Support Vector Machine (SVM)

Introduction

The SVM model approaches classification problems by finding optimal hyperplanes in high-dimensional space that separate the observed classes in the data. Because SVM is primarily a binary classification method, we can adapt it to classifying multiple classes in the data by creating several hyperplanes with a One vs One approach or One vs All.

Class Distribution

In this section, we take the same task as in the Naive Bayes section of predicting the level of news coverage for a given school shooting incident based on the school's education level (Elementary, Middle, High), racial demographics, and number of fatalities. With this data, we hope to predict the level of media coverage the incident received (Local, Regional, National, or International). After we import our data, we check the balance of labels in our dataset.

	Count	Percentage
Local	56	66.7%
Regional	8	9.5%
National	15	17.9%
International	5	5.9%

We can see here that the classes are not well-balanced at all.

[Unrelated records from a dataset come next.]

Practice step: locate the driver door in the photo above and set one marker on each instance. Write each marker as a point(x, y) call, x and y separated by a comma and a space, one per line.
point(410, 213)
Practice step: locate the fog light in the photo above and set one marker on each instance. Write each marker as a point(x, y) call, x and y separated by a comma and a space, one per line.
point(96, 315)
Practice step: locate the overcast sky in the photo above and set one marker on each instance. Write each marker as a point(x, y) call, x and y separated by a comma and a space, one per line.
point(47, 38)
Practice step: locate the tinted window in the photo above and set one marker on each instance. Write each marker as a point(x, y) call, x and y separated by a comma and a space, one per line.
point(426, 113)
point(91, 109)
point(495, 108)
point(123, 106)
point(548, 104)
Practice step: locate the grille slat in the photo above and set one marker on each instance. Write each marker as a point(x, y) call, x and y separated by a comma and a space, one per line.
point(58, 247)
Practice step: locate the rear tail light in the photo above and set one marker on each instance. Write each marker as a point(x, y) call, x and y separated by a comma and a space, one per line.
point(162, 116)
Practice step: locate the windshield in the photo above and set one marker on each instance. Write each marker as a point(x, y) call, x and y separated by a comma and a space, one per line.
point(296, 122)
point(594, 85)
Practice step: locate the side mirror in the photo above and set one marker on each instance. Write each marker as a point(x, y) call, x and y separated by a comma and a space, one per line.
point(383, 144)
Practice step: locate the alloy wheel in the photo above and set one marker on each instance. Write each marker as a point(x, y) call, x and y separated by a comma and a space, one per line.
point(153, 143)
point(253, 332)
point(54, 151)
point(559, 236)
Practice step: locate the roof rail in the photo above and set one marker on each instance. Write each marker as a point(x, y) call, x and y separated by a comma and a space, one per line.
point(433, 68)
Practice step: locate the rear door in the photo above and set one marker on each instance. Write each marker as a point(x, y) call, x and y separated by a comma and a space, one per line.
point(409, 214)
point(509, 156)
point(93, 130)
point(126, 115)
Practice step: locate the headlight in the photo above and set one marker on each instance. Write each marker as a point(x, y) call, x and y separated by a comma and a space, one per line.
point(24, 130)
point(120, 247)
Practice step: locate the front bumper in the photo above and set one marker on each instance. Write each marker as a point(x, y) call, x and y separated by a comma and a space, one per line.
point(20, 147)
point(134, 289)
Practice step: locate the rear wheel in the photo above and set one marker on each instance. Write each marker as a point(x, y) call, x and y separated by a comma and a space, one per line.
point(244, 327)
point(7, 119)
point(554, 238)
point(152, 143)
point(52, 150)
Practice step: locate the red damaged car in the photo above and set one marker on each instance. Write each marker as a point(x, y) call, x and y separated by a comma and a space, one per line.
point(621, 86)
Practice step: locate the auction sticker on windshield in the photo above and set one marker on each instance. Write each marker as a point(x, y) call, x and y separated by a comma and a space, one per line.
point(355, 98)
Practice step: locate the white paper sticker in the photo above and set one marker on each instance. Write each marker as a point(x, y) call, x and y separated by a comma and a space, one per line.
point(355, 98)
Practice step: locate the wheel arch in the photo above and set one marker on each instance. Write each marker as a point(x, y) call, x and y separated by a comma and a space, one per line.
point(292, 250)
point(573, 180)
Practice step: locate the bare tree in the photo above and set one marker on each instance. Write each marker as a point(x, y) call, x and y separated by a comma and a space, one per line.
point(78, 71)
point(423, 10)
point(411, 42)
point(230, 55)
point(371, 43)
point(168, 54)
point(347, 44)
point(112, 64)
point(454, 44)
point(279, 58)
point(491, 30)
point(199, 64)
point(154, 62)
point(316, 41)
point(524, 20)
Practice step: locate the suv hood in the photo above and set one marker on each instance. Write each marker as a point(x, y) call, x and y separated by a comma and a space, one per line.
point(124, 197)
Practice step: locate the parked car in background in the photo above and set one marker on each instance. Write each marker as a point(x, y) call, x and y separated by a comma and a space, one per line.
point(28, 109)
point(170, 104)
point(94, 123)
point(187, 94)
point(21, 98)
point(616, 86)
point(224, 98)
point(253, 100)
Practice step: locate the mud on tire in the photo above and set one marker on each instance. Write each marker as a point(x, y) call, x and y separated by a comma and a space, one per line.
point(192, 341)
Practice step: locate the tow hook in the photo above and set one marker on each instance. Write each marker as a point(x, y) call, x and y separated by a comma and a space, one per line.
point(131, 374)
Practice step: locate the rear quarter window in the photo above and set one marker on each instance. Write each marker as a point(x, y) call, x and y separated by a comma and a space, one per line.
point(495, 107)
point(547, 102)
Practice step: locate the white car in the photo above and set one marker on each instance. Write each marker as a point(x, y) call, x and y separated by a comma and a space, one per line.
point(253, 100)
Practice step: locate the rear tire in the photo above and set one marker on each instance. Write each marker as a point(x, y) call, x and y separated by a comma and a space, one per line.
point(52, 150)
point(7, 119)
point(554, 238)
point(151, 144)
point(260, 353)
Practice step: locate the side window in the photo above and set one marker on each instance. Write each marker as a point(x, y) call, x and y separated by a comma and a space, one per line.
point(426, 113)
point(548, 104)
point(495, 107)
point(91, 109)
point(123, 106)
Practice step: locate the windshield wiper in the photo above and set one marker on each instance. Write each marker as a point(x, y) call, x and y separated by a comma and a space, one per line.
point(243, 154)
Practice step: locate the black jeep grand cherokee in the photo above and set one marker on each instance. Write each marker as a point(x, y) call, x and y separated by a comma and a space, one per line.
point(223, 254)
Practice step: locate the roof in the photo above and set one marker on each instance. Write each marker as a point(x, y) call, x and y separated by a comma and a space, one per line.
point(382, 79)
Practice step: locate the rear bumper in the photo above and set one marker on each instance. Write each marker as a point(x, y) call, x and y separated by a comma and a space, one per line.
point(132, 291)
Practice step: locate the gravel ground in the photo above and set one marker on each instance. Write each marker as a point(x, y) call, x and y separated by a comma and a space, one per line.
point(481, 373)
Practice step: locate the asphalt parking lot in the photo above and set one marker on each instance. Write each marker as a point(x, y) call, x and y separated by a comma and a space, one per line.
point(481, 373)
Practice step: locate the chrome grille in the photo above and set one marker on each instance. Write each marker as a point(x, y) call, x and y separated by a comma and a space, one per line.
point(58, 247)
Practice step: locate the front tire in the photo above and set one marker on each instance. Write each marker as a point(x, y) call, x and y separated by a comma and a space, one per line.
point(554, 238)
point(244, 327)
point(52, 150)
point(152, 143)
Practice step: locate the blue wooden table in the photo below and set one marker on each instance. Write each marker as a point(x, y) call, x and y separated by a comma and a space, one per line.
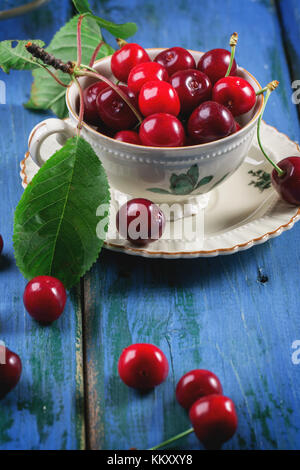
point(204, 313)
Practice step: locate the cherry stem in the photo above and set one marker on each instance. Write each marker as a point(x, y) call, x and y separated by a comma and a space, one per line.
point(172, 439)
point(260, 92)
point(270, 87)
point(54, 76)
point(232, 44)
point(121, 42)
point(95, 53)
point(81, 108)
point(95, 74)
point(79, 48)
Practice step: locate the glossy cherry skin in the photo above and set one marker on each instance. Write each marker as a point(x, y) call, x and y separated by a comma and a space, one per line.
point(214, 64)
point(10, 372)
point(197, 384)
point(158, 97)
point(162, 130)
point(210, 121)
point(175, 59)
point(288, 185)
point(140, 221)
point(146, 72)
point(113, 110)
point(237, 126)
point(143, 366)
point(1, 244)
point(90, 94)
point(123, 60)
point(130, 137)
point(45, 298)
point(193, 87)
point(214, 420)
point(235, 93)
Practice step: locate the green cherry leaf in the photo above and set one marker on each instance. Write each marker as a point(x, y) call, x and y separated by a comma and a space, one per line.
point(181, 185)
point(123, 31)
point(14, 55)
point(193, 173)
point(158, 190)
point(57, 218)
point(82, 6)
point(204, 180)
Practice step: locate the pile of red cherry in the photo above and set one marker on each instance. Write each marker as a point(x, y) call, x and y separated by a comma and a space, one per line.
point(182, 103)
point(143, 366)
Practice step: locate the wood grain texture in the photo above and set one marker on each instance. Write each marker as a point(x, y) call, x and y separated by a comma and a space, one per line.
point(289, 14)
point(207, 313)
point(46, 410)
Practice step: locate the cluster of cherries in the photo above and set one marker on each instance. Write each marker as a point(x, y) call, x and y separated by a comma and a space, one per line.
point(177, 101)
point(44, 299)
point(143, 366)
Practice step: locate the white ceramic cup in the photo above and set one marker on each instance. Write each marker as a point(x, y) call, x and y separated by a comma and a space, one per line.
point(162, 174)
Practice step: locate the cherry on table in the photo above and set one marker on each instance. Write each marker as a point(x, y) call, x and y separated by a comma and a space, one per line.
point(10, 372)
point(214, 64)
point(140, 221)
point(196, 384)
point(158, 97)
point(214, 420)
point(113, 110)
point(131, 137)
point(146, 72)
point(162, 130)
point(90, 94)
point(45, 298)
point(235, 93)
point(210, 121)
point(143, 366)
point(123, 60)
point(175, 59)
point(193, 87)
point(288, 185)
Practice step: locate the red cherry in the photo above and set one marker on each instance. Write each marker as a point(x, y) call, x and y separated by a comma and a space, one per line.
point(90, 94)
point(237, 126)
point(45, 298)
point(214, 420)
point(235, 93)
point(143, 366)
point(123, 60)
point(215, 63)
point(288, 185)
point(10, 372)
point(162, 130)
point(113, 110)
point(130, 137)
point(197, 384)
point(210, 121)
point(146, 72)
point(140, 221)
point(193, 87)
point(175, 59)
point(158, 97)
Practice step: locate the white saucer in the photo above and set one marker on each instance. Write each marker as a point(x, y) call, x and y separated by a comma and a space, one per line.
point(242, 212)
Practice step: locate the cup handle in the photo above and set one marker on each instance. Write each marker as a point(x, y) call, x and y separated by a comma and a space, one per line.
point(42, 131)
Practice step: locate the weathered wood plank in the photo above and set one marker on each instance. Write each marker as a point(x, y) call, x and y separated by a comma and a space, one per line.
point(289, 12)
point(46, 410)
point(210, 313)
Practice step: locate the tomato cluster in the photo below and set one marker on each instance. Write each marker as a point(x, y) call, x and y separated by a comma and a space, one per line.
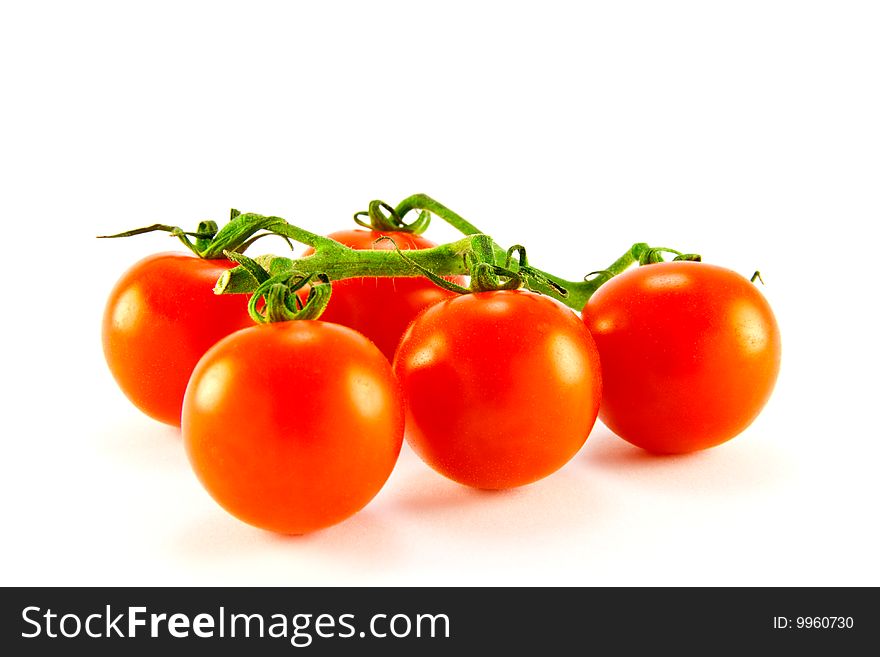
point(296, 425)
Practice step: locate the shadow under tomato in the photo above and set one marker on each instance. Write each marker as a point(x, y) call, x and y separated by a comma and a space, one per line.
point(559, 502)
point(739, 466)
point(365, 541)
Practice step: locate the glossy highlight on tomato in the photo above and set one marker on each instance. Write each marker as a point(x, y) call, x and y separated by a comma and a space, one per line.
point(382, 308)
point(690, 353)
point(160, 319)
point(501, 388)
point(293, 426)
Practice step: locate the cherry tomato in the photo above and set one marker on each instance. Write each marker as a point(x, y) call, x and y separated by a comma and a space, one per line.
point(502, 388)
point(293, 426)
point(690, 353)
point(382, 308)
point(162, 316)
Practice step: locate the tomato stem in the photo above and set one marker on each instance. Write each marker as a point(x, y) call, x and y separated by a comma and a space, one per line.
point(211, 242)
point(455, 258)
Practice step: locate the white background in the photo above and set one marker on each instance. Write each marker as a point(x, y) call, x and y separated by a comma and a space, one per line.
point(746, 131)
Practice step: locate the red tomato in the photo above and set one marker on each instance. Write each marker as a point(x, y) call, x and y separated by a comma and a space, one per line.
point(293, 426)
point(381, 308)
point(689, 351)
point(502, 388)
point(162, 316)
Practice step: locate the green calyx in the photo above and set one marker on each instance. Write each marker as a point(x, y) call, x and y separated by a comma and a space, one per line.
point(209, 241)
point(382, 217)
point(654, 255)
point(477, 255)
point(280, 293)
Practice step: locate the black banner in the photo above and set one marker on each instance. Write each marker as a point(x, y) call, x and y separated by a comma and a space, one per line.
point(433, 621)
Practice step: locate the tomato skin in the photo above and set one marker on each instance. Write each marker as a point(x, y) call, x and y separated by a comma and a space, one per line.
point(501, 388)
point(382, 308)
point(293, 426)
point(690, 354)
point(161, 317)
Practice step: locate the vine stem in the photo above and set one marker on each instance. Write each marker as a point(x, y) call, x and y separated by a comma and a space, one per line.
point(579, 292)
point(337, 262)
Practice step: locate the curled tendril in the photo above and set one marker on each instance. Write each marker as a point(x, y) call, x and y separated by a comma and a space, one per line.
point(528, 273)
point(383, 217)
point(599, 273)
point(282, 303)
point(439, 281)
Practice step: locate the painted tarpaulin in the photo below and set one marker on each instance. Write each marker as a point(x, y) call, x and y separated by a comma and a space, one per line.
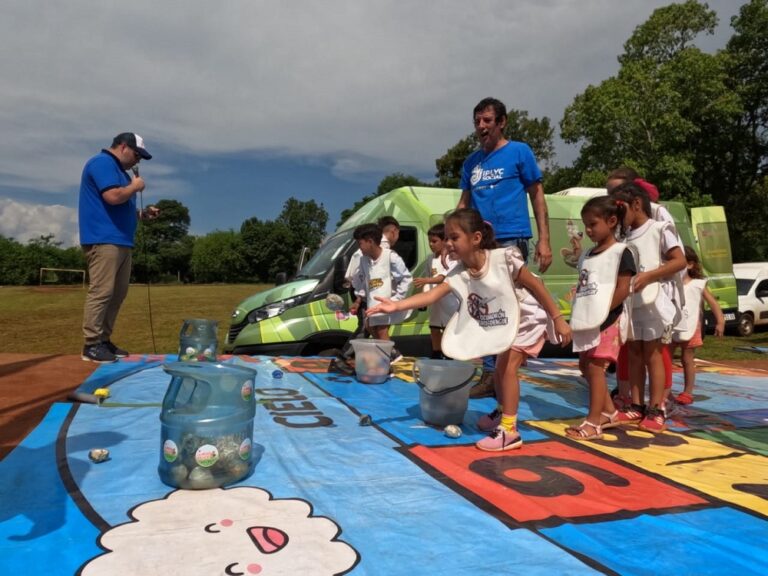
point(331, 496)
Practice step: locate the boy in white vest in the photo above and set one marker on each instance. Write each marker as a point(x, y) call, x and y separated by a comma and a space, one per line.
point(690, 339)
point(598, 318)
point(436, 269)
point(617, 177)
point(382, 273)
point(659, 258)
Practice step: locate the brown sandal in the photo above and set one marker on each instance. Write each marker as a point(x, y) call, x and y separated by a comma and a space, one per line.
point(580, 433)
point(613, 420)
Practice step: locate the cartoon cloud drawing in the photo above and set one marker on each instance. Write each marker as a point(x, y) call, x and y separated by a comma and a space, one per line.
point(239, 531)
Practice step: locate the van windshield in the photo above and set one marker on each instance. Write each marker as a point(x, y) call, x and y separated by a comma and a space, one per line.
point(743, 285)
point(319, 265)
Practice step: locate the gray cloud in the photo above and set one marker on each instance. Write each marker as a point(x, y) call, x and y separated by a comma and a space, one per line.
point(393, 82)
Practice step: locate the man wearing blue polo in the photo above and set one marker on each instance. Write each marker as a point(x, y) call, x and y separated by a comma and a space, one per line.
point(496, 181)
point(107, 219)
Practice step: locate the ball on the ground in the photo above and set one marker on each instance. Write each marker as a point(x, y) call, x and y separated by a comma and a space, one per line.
point(334, 302)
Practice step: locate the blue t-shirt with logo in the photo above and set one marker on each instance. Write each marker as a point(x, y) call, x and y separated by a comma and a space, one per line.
point(102, 223)
point(497, 183)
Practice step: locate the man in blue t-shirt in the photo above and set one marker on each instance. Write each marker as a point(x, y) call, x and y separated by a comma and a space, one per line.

This may be detrimental to the eventual performance of the model.

Feature Selection

Because we approached an identical problem to this one in the Naive Bayes section, we can use the preprocessed data from that section for this section. However, one change we will make is to drop the columns for the percent of Black, Hispanic, and Asian students in the school. The reason for this is that there is inherent multicollinearity with these columns and the percent of white students in the school. Thus, they deliver roughly the same information and may be dropped.

Model Tuning

Here we will train an SVM model using linear kernels, polynomial kernels, RBF kernels, and sigmoid kernels. We will accept the model that performs best among these options.

Final Results

Unfortunately, all of these approaches perform roughly the same. They primarily favor prediction that the incident was locally covered. This is almost certainly due to the imbalance of classes that we see above.

Conclusions

All in all, this analysis isn't very informative. This is likely due to the low quality of data. It would be worthwhile in future work to return to this modeling approach with a cleaner, more balanced dataset.